Well, as usual, unexpected things come up. Normal is really not possible. The nurse asked us today, if we are doing anything this summer, any long weekends away planned. Sometimes I think they forget what they are dealing with. It would be rather difficult to go anywhere for a long weekend. Last night we made an unexpected trip to Children's Hospital Emergency Room. Aly had been complaining about pain on her left side all day yesterday. Last evening she spiked a fever of 101.3. We are to call the clinic when any fever goes over 101.5. I thought that was close enough. Aly was pretty lethargic all day, she'd attempt to do something and would have to sit down mid way because she was so tired. This not being the norm to this point, I decided to make the call. We were told to bring her in for evaluation. We got down there at 10pm. By the time we got there her temp dropped a little to 99.6. They did all the tests, checked for infections, checked blood counts, etc. Her counts were really low, but no infections. They took the cautious road and gave her a dose of antibiotics and some saline fluids as she is still occasionally vomiting. They sent us home around midnight. So, we got home at 12:30am. Tom is taking part in the annual summer hockey camp and has to get up at 5:45am. On top of that, Aly was also scheduled for an MRI, in Minnetonka at 8:30am, then a clinic appointment after. So, once again, we had a long day. We've been tinkering with her formula to see if that helps with vomiting. We've been trying to figure out the continued pain. She also had to have a dose of medicine that helps get the white blood cells producing. What was to be a short clinic visit turned into hours. Aly just wanted to go home and so did I!

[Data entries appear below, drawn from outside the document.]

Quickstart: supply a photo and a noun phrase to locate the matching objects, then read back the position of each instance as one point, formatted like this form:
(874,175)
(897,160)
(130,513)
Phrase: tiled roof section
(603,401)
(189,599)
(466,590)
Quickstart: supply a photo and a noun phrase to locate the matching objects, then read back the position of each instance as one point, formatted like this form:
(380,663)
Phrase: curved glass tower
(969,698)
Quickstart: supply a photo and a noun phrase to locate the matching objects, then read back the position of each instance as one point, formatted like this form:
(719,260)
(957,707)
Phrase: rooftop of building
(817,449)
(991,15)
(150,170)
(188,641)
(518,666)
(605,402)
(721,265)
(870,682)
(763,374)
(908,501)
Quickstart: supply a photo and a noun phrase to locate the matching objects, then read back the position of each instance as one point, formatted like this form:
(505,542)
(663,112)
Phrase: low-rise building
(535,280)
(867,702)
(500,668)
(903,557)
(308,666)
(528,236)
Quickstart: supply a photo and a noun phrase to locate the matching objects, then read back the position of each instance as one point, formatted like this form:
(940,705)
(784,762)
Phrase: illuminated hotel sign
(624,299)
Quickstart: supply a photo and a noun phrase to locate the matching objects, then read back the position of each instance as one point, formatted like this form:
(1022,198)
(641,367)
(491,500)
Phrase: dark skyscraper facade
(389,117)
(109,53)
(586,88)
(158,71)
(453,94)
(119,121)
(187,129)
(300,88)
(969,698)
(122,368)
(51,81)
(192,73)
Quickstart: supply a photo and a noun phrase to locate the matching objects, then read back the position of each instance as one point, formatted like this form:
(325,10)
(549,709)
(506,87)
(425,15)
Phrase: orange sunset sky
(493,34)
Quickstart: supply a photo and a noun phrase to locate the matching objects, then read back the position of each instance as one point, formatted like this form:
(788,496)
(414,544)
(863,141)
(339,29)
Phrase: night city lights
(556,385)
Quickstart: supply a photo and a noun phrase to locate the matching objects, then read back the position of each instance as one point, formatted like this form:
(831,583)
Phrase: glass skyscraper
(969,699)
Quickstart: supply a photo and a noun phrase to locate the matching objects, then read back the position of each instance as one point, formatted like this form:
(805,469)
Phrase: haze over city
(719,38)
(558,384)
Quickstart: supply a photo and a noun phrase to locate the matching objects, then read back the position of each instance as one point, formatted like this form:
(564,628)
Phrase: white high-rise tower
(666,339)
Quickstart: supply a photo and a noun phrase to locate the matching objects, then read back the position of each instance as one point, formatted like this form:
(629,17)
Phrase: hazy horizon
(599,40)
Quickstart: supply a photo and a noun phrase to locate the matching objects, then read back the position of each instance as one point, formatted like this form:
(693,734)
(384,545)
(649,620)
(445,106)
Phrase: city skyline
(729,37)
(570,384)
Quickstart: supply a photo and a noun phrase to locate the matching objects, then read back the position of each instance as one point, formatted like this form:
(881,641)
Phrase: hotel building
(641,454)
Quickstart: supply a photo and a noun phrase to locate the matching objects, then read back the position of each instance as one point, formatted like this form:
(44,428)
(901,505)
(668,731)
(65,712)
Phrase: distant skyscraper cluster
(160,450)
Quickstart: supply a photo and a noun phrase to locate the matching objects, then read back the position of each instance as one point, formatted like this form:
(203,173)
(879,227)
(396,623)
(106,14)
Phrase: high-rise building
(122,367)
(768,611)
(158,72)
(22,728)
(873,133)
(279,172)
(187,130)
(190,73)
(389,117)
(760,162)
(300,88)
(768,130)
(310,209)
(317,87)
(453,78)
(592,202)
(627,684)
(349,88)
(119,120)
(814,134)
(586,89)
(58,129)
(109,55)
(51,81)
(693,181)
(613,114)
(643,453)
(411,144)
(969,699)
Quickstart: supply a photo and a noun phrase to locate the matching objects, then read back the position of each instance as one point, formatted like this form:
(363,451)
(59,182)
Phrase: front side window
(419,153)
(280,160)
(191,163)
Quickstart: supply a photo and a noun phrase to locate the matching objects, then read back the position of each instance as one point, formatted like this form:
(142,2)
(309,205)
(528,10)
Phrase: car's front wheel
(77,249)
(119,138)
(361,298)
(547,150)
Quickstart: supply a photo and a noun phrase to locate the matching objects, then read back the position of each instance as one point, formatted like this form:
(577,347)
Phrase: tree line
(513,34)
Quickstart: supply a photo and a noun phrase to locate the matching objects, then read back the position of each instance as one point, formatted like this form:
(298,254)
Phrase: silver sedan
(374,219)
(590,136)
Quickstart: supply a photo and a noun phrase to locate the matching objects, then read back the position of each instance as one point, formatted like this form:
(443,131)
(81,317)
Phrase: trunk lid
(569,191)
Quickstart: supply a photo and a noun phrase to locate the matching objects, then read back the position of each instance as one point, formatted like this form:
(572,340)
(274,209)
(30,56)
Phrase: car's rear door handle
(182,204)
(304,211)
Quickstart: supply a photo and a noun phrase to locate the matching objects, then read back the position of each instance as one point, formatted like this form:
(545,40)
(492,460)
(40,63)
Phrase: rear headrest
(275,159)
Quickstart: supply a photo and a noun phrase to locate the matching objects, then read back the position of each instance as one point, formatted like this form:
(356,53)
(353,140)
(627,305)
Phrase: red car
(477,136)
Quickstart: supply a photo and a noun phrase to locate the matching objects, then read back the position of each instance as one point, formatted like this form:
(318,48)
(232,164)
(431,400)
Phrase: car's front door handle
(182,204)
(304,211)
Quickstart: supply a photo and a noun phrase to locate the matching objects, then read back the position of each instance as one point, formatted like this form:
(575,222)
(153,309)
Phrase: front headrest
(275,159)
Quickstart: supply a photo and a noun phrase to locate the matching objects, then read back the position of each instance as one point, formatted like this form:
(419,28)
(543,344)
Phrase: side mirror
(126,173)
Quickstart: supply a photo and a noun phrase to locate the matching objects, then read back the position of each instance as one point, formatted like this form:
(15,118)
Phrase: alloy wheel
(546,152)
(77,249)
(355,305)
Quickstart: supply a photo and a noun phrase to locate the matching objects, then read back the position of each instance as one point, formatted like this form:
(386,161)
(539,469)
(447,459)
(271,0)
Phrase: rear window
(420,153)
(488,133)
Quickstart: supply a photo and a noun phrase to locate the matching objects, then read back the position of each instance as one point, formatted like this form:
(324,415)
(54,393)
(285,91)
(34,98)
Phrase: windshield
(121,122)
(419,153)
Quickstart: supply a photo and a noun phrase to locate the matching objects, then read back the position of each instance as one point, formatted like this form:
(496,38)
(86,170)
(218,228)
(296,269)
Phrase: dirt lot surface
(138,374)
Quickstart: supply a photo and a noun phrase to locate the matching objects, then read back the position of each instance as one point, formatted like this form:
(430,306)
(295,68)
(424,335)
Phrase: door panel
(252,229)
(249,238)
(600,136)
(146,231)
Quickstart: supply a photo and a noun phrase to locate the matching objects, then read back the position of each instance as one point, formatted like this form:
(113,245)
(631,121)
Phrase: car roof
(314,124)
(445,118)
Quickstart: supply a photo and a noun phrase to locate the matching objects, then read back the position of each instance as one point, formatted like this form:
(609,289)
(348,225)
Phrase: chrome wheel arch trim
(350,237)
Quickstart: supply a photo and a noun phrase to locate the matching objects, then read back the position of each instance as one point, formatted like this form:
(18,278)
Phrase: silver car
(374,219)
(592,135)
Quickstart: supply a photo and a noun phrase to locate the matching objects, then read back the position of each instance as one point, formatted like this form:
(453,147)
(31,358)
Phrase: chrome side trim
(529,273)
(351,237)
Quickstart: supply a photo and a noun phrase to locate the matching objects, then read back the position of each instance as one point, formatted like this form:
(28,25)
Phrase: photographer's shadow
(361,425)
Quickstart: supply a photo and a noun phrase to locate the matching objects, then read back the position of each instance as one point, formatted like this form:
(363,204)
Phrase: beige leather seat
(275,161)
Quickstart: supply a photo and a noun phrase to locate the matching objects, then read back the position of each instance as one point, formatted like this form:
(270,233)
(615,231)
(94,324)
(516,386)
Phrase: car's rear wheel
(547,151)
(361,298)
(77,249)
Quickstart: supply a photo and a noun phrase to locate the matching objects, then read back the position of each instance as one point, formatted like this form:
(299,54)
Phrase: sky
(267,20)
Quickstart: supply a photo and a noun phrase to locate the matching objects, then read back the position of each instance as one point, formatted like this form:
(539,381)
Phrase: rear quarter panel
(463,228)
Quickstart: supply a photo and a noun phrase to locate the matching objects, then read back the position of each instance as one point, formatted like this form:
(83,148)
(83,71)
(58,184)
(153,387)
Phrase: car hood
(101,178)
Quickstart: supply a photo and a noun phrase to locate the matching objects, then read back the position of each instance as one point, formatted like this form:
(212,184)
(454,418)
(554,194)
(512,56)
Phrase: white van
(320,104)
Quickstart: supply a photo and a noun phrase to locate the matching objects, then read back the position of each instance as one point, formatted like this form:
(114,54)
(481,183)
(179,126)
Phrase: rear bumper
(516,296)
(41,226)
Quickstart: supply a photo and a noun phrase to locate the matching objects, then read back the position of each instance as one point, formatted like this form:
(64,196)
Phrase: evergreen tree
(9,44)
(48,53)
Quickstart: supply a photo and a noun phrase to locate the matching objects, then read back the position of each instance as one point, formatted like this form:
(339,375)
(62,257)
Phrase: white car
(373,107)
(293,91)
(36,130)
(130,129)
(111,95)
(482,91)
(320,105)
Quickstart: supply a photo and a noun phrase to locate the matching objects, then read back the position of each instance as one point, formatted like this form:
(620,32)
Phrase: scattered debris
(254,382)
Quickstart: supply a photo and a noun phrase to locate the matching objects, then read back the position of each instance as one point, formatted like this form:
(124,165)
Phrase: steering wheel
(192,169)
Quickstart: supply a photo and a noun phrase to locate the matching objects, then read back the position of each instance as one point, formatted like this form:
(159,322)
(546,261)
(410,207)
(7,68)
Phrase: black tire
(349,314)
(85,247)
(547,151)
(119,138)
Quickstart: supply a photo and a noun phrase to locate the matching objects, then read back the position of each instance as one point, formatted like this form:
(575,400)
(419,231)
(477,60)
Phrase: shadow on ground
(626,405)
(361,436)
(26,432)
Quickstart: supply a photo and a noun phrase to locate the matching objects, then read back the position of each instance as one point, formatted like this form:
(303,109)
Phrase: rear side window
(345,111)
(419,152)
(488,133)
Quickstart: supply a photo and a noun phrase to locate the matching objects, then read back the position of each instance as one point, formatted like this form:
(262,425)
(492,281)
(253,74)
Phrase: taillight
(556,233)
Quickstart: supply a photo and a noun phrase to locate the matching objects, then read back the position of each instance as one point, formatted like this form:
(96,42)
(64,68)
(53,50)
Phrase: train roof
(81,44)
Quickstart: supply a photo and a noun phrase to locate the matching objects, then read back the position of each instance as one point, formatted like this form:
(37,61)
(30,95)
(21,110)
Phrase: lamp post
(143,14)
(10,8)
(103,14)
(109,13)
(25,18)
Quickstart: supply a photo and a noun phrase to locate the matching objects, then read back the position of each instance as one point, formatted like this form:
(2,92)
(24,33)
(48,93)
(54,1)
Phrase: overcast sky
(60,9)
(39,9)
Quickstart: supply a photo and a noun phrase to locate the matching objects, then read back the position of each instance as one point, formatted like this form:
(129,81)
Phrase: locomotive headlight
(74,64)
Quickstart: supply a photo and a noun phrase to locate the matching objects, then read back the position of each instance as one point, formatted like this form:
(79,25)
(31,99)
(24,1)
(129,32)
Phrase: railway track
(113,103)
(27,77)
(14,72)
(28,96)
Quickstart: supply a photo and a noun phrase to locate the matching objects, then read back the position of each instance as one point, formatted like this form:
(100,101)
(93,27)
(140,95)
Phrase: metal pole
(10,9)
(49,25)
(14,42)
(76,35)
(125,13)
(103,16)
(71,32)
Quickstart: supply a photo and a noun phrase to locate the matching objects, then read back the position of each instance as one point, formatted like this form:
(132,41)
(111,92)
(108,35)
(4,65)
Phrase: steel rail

We were told they wanted to do the MRI to make sure progress was still being made on the tumor. They said that sometimes, the chemo does a good job on younger cells, but more mature cells then have room to grow more, so they wanted to be sure that was not occurring. The MRI looked good. The tumor continues to get smaller. They are, however, still throwing in the possibility of surgery. They just don't know at this point. That decision will be made once her chemo is completed. They will see what is left of the tumor. The hope is that there will be nothing left and we will just be able to move on to radiation.
I am finding it really hard to deal with the unknowns. I'm a daily routine person. I need schedules, things written on the calendar. I need to know what to plan for. I am not spontaneous, I don't like surprises unless it involves a lovely gift of some kind :) This is tough. Everyday it seems Aly has plans of something she wants to do, and everyday something comes up to spoil it. I sure hope next week brings good things before she has to go in on Friday for the next round! She is really craving attention from friends and is feeling lonely a lot of the time. She'd appreciate a note, a phone call or a visit when possible.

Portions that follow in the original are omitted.